The median loss of income is $3,278 per capita, which translates to over $13,100 for a family of four. The total estimated loss of income in 2012 from the lack of RTW laws in a majority of U.S. states was an extraordinary $647.8 billion.

Thus, when a state refuses to enact a Right to Work law, that choice doesn’t just hurt workers who are forced to join unions or make payments to unions against their will. That choice hurts everyone.

*   *   *

Aloysius Hogan is a senior fellow at the Competitive Enterprise Institute, a free-market think tank in Washington, D.C. This article originally appeared in the September 2014 issue of “Labor Watch,” published by the Capital Research Center, and appears here with permission.

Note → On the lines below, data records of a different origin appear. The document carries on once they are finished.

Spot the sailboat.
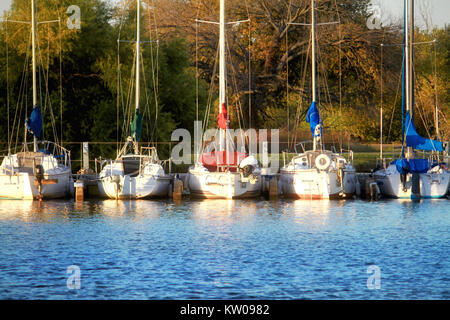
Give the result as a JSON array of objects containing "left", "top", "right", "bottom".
[
  {"left": 279, "top": 0, "right": 356, "bottom": 200},
  {"left": 187, "top": 0, "right": 261, "bottom": 199},
  {"left": 0, "top": 0, "right": 72, "bottom": 200},
  {"left": 97, "top": 0, "right": 170, "bottom": 200},
  {"left": 374, "top": 0, "right": 449, "bottom": 199}
]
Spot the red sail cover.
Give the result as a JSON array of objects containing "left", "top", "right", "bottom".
[
  {"left": 201, "top": 151, "right": 247, "bottom": 172},
  {"left": 217, "top": 103, "right": 228, "bottom": 130}
]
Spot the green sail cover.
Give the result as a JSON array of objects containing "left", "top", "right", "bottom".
[{"left": 130, "top": 109, "right": 143, "bottom": 141}]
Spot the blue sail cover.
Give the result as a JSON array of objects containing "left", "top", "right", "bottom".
[
  {"left": 405, "top": 112, "right": 443, "bottom": 152},
  {"left": 26, "top": 106, "right": 42, "bottom": 138},
  {"left": 392, "top": 158, "right": 429, "bottom": 174},
  {"left": 306, "top": 101, "right": 321, "bottom": 136}
]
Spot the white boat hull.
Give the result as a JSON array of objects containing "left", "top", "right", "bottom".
[
  {"left": 98, "top": 175, "right": 170, "bottom": 199},
  {"left": 188, "top": 170, "right": 261, "bottom": 199},
  {"left": 97, "top": 174, "right": 170, "bottom": 199},
  {"left": 280, "top": 169, "right": 356, "bottom": 199},
  {"left": 0, "top": 171, "right": 72, "bottom": 200},
  {"left": 375, "top": 167, "right": 450, "bottom": 199}
]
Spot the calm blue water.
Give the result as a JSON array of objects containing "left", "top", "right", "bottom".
[{"left": 0, "top": 198, "right": 449, "bottom": 300}]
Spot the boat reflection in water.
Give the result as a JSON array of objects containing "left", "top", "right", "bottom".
[{"left": 0, "top": 200, "right": 72, "bottom": 222}]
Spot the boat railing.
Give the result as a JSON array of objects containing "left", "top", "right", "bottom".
[
  {"left": 282, "top": 152, "right": 303, "bottom": 167},
  {"left": 140, "top": 146, "right": 159, "bottom": 162},
  {"left": 160, "top": 158, "right": 172, "bottom": 174},
  {"left": 18, "top": 141, "right": 71, "bottom": 168},
  {"left": 376, "top": 157, "right": 393, "bottom": 169},
  {"left": 294, "top": 141, "right": 313, "bottom": 154},
  {"left": 339, "top": 149, "right": 354, "bottom": 165},
  {"left": 1, "top": 141, "right": 71, "bottom": 172}
]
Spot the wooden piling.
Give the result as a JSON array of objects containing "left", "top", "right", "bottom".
[
  {"left": 74, "top": 180, "right": 85, "bottom": 201},
  {"left": 269, "top": 176, "right": 278, "bottom": 200},
  {"left": 173, "top": 178, "right": 183, "bottom": 201}
]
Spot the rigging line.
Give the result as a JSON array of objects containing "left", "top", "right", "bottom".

One Response to Union Power in the States: Lost Pay, More Taxpayer Debt

  1. Douglas47 says:

    ” Could your family use an additional $13,100 a year? If you live in a forced-unionism state, that’s what the lack of a Right to Work law may be costing you.”
    …………………..

    A more or less standard jury caveat: ” [If you decide that a witness deliberately lied about something significant in this case, you should consider not believing anything that witness says.”

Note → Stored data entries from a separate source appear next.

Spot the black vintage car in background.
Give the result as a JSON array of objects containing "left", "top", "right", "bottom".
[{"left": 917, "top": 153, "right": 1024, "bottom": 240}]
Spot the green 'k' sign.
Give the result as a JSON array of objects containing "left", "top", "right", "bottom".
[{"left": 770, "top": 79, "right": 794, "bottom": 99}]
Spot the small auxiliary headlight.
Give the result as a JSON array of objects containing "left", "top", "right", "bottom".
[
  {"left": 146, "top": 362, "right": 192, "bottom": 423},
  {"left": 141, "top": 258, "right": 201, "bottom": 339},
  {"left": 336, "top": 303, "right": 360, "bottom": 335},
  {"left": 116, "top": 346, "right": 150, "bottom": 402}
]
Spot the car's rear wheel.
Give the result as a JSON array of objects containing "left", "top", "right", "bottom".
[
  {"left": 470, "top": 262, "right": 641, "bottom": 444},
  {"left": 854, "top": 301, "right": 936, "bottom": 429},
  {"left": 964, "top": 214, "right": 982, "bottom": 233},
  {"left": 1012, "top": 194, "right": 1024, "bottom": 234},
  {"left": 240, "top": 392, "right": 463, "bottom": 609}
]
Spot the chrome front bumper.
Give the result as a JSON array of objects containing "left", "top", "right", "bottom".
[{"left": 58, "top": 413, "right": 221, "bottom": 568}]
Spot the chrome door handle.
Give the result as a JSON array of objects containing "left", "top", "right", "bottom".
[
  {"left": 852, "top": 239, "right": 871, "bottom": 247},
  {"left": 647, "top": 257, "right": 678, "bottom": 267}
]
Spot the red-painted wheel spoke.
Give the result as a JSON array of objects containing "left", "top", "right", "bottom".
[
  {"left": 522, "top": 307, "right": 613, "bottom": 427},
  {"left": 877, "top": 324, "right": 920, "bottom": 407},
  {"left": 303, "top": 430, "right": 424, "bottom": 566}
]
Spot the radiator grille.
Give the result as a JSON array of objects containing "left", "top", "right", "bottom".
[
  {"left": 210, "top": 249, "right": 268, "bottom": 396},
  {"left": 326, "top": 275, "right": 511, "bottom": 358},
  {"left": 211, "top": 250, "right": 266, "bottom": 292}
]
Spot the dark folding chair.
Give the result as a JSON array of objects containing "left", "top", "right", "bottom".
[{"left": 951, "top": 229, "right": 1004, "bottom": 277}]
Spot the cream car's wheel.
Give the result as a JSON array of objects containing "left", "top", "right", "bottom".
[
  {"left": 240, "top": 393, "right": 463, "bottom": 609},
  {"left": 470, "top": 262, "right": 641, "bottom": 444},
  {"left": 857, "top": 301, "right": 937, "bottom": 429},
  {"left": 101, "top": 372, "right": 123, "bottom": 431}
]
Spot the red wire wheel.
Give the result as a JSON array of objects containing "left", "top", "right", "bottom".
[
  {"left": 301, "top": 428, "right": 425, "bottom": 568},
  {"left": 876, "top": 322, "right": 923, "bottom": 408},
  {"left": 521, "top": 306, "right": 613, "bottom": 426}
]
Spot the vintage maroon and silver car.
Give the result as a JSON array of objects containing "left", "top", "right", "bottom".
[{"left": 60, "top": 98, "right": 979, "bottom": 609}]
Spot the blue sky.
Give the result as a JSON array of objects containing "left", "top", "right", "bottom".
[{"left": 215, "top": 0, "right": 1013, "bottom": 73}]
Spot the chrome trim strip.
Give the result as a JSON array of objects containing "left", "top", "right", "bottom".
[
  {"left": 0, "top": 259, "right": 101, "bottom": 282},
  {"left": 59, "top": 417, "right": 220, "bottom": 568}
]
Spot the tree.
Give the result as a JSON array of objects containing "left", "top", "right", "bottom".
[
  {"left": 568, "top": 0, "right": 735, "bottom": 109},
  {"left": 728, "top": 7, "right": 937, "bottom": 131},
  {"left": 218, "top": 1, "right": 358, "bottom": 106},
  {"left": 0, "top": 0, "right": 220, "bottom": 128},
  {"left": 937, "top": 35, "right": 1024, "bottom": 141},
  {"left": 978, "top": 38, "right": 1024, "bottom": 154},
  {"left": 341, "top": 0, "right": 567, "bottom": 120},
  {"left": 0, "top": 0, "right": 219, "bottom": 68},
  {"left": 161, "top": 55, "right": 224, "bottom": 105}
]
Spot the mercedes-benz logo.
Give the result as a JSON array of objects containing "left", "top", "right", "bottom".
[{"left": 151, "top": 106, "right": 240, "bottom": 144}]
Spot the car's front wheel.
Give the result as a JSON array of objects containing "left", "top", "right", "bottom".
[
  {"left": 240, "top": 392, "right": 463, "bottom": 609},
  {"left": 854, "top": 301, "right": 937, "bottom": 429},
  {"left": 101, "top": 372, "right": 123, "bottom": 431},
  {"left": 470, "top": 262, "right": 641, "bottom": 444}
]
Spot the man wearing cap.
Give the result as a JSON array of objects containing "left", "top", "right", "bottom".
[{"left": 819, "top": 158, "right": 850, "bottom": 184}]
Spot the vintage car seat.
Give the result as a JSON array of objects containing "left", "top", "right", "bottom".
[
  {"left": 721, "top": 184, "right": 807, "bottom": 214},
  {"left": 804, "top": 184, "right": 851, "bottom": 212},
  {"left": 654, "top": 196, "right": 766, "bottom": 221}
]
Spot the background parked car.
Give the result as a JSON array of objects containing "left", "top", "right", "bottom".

    Come on, folks. Use some common sense, and fifth grade math. IF the ” median loss of income is $3,278 per capita,” it does not follow that “cost” would be appropriated equally to all residents.
    On_i
    If you have two workers side by side, each earning $48,000 a year, one is single, and the other is sole supporter of himself, his wife, and three children; this logic says the loss of income for the single worker is  $3,278, while the loss of income for his five person family coworker is $16,390.
    It doesn’t work like that. It flies in the face of logic.

    And that’s IF you believe the $3,278 figure.
    …………………
    Do you trust the CEI study: a “formulation”- ” used to calculate the numerical value of deadweight losses from unionization”? (From a source that either doesn’t understand, or deliberately misrepresents the “per capita” concept?)

    Or do you trust actual verifiable data:

    http://academeblog.org/2013/12/16/right-to-work-by-the-numbers-gdp-by-state-and-gdp-per-capita-by-state/

    “in terms of total GDP and especially in terms of per-capita GDP, there is very little evidence that the “right to work” states have made appreciable economic gains on the “pro-labor” states.”

    ” This difference has a corollary in both the lower average wages and the higher numbers of low-wage jobs in “right to work” states. The “average” worker may find it somewhat easier to find employment in at least some of the “right to work” states, but it may be more difficult to find employment that pays a living wage.”